May and her advisors are aware of that, and with what happened with the support that Bernie Sanders was able to generate, and is continuing to mobilise across the US.  They will have seen the failure of Wilders,a nd the rise in support for D66 and the Green Left, in the Netherlands, as well as the sharp rise in support for Melenchon in France.

May wants to create the conditions for the right of the LP to move to stop the advance of the left, before McCluskey is re-elected, before the McDonnell amendment is passed, and before LP activists can select left-wing candidates.

She may have miscalculated, in that regard.  It is still possible now she has pulled the trigger, for CLP's to start selecting new left-wing PPC's.  Momentum should have been making plans for that over the last year.  Unfortunately, it has been bad at such organisation as opposed to organising rallies and jamborees.  Moreover, the leadership and Momentum have been weak-kneed in opposing the right and soft left.  At each stage, they have conciliated and back-tracked on their principles.

Whatever the election result, we should make it clear that Corbyn stays - no more sacking the manager, just because the team had a bad result.  That message should go out loud and clear, and often.  We should organise now to preempt any new right-wing coup attempt, by Corbyn's opponents.
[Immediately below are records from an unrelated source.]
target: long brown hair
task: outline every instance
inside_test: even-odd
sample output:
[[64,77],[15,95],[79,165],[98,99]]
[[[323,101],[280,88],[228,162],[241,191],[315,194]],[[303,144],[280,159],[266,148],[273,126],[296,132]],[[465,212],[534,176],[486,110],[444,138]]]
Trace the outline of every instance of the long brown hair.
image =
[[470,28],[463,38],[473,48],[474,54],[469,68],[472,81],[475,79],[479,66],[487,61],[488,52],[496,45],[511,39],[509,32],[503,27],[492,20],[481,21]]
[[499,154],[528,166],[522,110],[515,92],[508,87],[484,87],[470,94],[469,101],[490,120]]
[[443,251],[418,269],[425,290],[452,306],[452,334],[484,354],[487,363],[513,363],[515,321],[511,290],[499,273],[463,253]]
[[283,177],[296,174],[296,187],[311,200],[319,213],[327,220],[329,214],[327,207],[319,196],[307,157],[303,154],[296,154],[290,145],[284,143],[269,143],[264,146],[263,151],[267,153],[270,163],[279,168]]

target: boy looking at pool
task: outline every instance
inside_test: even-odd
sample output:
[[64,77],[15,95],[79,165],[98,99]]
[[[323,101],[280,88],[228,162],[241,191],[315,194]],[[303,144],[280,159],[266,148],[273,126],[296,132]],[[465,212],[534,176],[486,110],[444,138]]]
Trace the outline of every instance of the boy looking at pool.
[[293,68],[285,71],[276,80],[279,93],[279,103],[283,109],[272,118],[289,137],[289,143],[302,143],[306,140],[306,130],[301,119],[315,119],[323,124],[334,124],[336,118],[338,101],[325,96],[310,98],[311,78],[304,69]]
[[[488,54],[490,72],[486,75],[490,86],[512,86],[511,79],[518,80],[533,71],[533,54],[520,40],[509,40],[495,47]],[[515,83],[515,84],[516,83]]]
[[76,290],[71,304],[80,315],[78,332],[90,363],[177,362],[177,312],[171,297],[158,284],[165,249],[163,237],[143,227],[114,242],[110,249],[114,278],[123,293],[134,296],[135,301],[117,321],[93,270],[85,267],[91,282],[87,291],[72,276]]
May could have miscalculated more generally, as John Curtice described on The Daily Politics. Firstly, Scotland and Northern Ireland are out of the calculation.  The Tories will pick up no additional seats there, and in Scotland, that is effectively 59 seats already in opposition hands.  But, the by-elections have also showed that Tory MP's are under threat, in a significant number of seats that voted heavily for Remain in the referendum.  They could lose a batch of seats back to the Liberals in the South-West.  Elsewhere, Labour voters should not be tempted to vote for Liberals as a lesser-evil.  Firstly, they should remember that only two years ago, the Liberals were hand in glove with the Tories in government.  Tim Farron is already attacking Labour more than the Tories.  Secondly, even if the Liberals doubled their seats they would have only 18 seats.  Farron must be smoking something if he thinks they have a chance of forming an opposition rather than Labour.

Moreover, as Curtice points out, Labour has a large number of seats that it holds with large majorities that are not going to become Tory seats, whatever the opinion polls say.  And in actual election after another, Labour under Corbyn has done much better than either the polls or pundits claimed would be the case.  As the campaign proceeds, divisions within the Tory party will open up, as May has made clear she intends fighting it over Brexit all over again.  With just a small change in the opinion polls, back towards Labour, Mat could find that, at best, she has no bigger majority than she has now, having spent a great deal of political capital.